As Europe inches toward the creation of a digitized euro, a data-focused body within the EU is calling for any design proposal to prioritize privacy and protection.
The European Data Protection Board, created to implement Europe’s General Data Protection Regulation (GDPR), said that it “stresses that a very high standard of privacy and data protection is crucial to reinforce the trust of end users and should be considered a distinctive element in the offering of a digital euro, representing a key factor of success.” The remarks were included in a letter approved Monday by the group, the text of which was not immediately available.
“Such concerns should be taken into account from the design stage. In addition, the EDPB recommends that the EU body in charge of the design of the project performs a high-level data protection impact assessment.
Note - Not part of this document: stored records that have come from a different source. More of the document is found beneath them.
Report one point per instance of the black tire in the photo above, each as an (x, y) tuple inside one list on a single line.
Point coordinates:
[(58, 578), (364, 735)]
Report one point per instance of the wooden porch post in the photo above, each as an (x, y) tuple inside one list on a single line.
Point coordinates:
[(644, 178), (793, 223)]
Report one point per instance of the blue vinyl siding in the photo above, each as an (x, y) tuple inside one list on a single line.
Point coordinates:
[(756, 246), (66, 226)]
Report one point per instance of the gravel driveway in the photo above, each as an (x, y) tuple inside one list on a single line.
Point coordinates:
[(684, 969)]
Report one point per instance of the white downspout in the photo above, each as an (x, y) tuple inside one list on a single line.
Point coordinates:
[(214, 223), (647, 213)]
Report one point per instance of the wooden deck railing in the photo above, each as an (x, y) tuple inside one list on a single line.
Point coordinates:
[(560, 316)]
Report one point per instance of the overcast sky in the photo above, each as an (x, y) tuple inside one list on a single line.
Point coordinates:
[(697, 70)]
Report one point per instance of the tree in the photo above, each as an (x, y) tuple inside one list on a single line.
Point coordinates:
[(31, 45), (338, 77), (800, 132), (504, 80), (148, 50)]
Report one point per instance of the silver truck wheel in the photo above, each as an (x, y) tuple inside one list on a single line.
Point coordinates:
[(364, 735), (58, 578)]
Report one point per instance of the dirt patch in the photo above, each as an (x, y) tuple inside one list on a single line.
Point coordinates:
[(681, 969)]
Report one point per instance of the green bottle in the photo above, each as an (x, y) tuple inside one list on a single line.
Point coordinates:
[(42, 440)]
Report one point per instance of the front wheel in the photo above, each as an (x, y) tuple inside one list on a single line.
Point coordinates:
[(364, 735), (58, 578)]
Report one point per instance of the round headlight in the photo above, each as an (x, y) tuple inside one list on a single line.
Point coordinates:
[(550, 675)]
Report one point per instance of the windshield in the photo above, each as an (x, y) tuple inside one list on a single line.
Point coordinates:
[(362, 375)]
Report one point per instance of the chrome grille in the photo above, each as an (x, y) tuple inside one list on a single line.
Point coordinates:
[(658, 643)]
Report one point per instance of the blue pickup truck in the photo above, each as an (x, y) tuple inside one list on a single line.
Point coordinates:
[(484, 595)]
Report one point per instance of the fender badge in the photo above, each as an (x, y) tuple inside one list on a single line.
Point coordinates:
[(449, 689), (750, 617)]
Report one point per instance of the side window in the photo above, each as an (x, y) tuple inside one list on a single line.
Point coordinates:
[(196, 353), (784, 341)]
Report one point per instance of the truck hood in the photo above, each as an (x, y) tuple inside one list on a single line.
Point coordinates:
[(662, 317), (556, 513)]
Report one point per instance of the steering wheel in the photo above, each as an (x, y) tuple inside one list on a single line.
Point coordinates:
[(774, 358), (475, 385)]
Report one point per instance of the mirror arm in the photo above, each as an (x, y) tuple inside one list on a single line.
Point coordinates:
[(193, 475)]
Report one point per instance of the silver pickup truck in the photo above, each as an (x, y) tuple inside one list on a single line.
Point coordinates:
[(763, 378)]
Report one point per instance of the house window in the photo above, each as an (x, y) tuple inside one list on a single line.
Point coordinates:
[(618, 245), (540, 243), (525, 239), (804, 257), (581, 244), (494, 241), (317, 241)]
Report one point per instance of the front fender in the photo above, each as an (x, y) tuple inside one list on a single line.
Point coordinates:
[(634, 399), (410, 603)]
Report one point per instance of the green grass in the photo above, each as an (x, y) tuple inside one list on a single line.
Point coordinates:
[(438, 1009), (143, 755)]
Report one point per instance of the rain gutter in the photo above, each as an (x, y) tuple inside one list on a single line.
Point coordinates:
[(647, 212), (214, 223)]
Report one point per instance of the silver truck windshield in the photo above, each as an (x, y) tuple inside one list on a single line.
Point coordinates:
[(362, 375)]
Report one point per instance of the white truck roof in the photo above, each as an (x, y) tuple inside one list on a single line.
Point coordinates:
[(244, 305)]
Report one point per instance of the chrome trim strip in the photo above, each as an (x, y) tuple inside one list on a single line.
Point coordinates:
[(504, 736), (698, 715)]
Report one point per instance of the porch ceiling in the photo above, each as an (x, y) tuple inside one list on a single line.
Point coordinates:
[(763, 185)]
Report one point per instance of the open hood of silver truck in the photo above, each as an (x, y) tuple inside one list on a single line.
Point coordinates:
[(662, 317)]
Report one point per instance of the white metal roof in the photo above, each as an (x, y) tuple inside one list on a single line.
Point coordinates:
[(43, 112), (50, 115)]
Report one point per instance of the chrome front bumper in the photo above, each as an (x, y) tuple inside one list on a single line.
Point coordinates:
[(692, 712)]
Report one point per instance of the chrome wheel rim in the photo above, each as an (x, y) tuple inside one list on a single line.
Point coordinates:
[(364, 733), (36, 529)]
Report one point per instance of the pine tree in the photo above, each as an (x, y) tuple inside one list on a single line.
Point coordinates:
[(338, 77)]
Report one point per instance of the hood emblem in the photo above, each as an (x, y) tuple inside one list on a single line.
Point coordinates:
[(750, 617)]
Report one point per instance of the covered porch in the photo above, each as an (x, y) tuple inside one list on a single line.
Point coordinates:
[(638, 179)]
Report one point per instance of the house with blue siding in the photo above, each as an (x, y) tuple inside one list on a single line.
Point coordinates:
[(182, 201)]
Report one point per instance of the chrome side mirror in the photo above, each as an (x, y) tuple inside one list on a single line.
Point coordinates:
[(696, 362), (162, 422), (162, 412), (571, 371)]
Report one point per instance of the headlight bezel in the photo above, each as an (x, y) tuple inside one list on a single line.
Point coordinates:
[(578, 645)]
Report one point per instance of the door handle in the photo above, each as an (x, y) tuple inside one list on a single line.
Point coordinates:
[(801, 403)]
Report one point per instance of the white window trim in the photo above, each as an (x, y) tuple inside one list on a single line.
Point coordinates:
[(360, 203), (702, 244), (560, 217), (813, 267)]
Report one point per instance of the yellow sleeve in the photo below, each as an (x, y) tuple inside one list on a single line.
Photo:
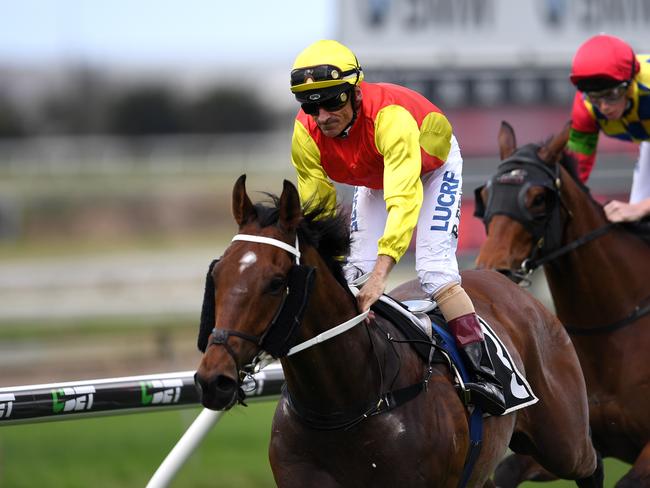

The EDPB further indicates that it stands ready to provide advice to the ECB or other EU institution,” the group said in its June 21 release.
Discussions around the potential launch of a digital euro, which will likely take years to roll out once a design is approved, continue.
ECB president Christine Lagarde told European Parliament lawmakers Monday that “[t]he design of the digital euro will be discussed on 14 July by the ECB governing council with a view to finding a solution for the shrinking use of cash and facilitating access to it for people without bank accounts,” according to a statement summarizing her remarks. Lagarde said in January that technical hurdles remain a key discussion point.